Understanding Data Compression in Big Data

Introduction

This article will discuss compression in the Big Data context, covering the types and methods of compression. I will also highlight why and when each type and method should be used.

Diving in

What is compression?

According to the general English definition of compression which refers to reducing something to occupy a smaller space. In Computer Science, compression is the process of reducing data to a smaller size. Data, in this case, could be represented in text, audio, video files etc. Think of it as anything you store on the hard drive of your computer as data represented in different formats. To provide a more technical definition, compression is the process of encoding data to use fewer bits.

There are multiple reasons to compress data. The most common and intuitive reason is to save storage space. Other reasons are as a result of data being smaller. The benefits of working with smaller data include:

Quicker Data Transmission Time: Compressed data are smaller in size and take less time to be transmitted from source to destination.
Reduced bandwidth consumption: This reason is strongly linked to the advantage of quicker data transmission.

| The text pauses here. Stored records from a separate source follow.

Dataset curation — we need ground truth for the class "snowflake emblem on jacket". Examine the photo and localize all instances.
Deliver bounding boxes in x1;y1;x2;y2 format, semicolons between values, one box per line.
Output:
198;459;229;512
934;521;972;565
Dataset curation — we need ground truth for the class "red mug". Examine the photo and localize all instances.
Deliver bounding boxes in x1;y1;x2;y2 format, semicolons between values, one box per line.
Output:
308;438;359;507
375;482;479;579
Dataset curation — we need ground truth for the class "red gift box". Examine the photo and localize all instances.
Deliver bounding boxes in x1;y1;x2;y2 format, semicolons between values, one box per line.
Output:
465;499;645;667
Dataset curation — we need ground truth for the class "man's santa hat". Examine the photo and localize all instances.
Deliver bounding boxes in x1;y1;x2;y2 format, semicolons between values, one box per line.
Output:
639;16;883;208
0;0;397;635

Compressed data uses less of the network bandwidth, therefore increasing the throughput and reducing the latency.
Improved performance for digital systems that rely heavily on data: This is evident in systems that rely on processing data. Those systems leverage compression to improve the performance of the systems by reducing the volume of data that needs to be processed. Please note that this might be system-specific and will rely on using the appropriate compression technique. Compression techniques will be discussed later in this article.
Cost Efficiency: Cloud services charge for the storage of data. By using less storage, cost savings are introduced especially in Big Data systems.

Other reasons for compression depend on different compression techniques and formats. Some encryption algorithms can be used as a method of compression. In doing so, it includes a layer of security to the earlier discussed reasons to compress data. Additionally, using common compression formats brings compatibility and room for extensibility to external systems for integration purposes.

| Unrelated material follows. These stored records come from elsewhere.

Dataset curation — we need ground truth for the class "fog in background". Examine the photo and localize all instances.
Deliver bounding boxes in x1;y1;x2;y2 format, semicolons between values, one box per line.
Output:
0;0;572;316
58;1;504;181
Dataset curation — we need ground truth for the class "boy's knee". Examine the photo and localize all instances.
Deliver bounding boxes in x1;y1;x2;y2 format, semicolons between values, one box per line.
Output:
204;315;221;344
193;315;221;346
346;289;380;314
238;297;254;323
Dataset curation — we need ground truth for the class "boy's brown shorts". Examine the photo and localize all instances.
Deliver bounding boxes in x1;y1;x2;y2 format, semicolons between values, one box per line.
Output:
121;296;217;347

It is worth noting that the reasons for compression also sound like benefits. However, compression is not without trade-offs. One common trade-off to compression is the need for decompression which might be concerning for resource-constrained systems. Other trade-offs depend on the compression technique and type of data being used.

Systems in the article refer to digital systems that make use of data and can take advantage of compression techniques. The word systems is used quite loosely and should be interpreted in context with what is being discussed in that section.

Compression Types

To discuss the different techniques used to compress data, I will first categorise compression into 2 main categories. This article will then discuss the techniques relevant to each category. Compression can be broadly grouped into Lossy and Lossless compression.

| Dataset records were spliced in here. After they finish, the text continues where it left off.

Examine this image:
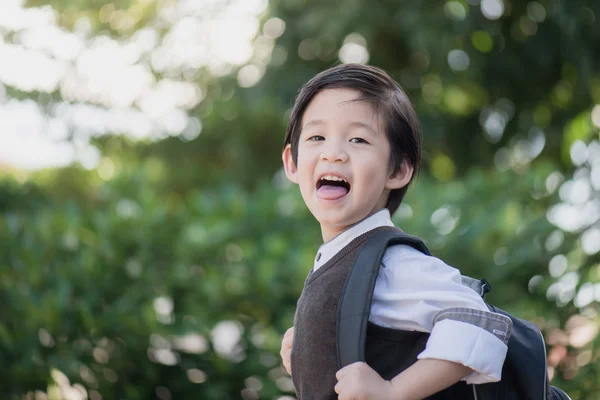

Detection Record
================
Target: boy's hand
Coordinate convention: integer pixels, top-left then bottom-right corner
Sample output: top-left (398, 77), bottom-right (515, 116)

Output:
top-left (279, 326), bottom-right (294, 375)
top-left (335, 362), bottom-right (394, 400)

As the names give away what they mean already, Lossy compression techniques are techniques that do not preserve the full fidelity of the data. Simply put, some data is discarded but not enough to make what the data represents unrecognisable. Hence, lossy compression can offer a very high level of compression compared to lossless compression which will be introduced shortly.

A characteristic of lossy compression is that it is irreversible, i.e. when presented with the compressed file, one cannot restore the raw data with its original fidelity. Certain files and file formats are suitable for lossy compression. It is typically used for images, audio and videos. For instance, JPEG formatted images lend well to compression and compressing a JPEG image, the creator or editor can choose how much loss to introduce.

On the other hand, lossless compression is reversible, meaning that when compressed, all data is preserved and restored fully during decompression. This implies that lossless compression is suitable for text-like files, and in the data warehouse and lakehouse world, it would be the only relevant type to use. Some audio (FLAC and ALAC) and image file (GIF, PNG, etc) formats work well with this compression type.

Choosing a method

There is no general best compression method. Different factors go into choosing what method would be suitable on a case-by-case basis. To buttress this with examples, a data engineer in the finance industry working on tabular data stored would tend to use lossless compression due to the impact of missing data in creating accurate reporting. Alternatively, lossy compression could be the way to go in optimizing the web page with a lot of images by compressing the images and reducing load items by making the website lighter. Therefore, it is crucial to conduct an assessment to determine the most appropriate compression method that aligns with business requirements.

Compression Techniques

This section will only cover the common compression techniques for both lossy and lossless compression. Please note that this is not in any way exhaustive. Furthermore, the techniques discussed may have slight variations to enhance their performance, as backed by different research.

Lossless compression techniques

Three common lossless techniques are the Run-Length Encoding (RLE), Huffman Coding and the Lempel-Ziv-Welch techniques.

Run-Length Encoding: RLE is based on encoding data, such that, it replaces sequences of repeating data with a single piece of data and the count of that piece of data. It is effective for long runs of repeated data. Also, datasets which have dimensions (fields) that are sorted from a low level to a high level of cardinality benefit from RLE.

For example, take a simple string like AAAAABBCDDD. RLE compresses the data to become A(5)B(2)C(1)D(3). To be more practical, take a table in the image below.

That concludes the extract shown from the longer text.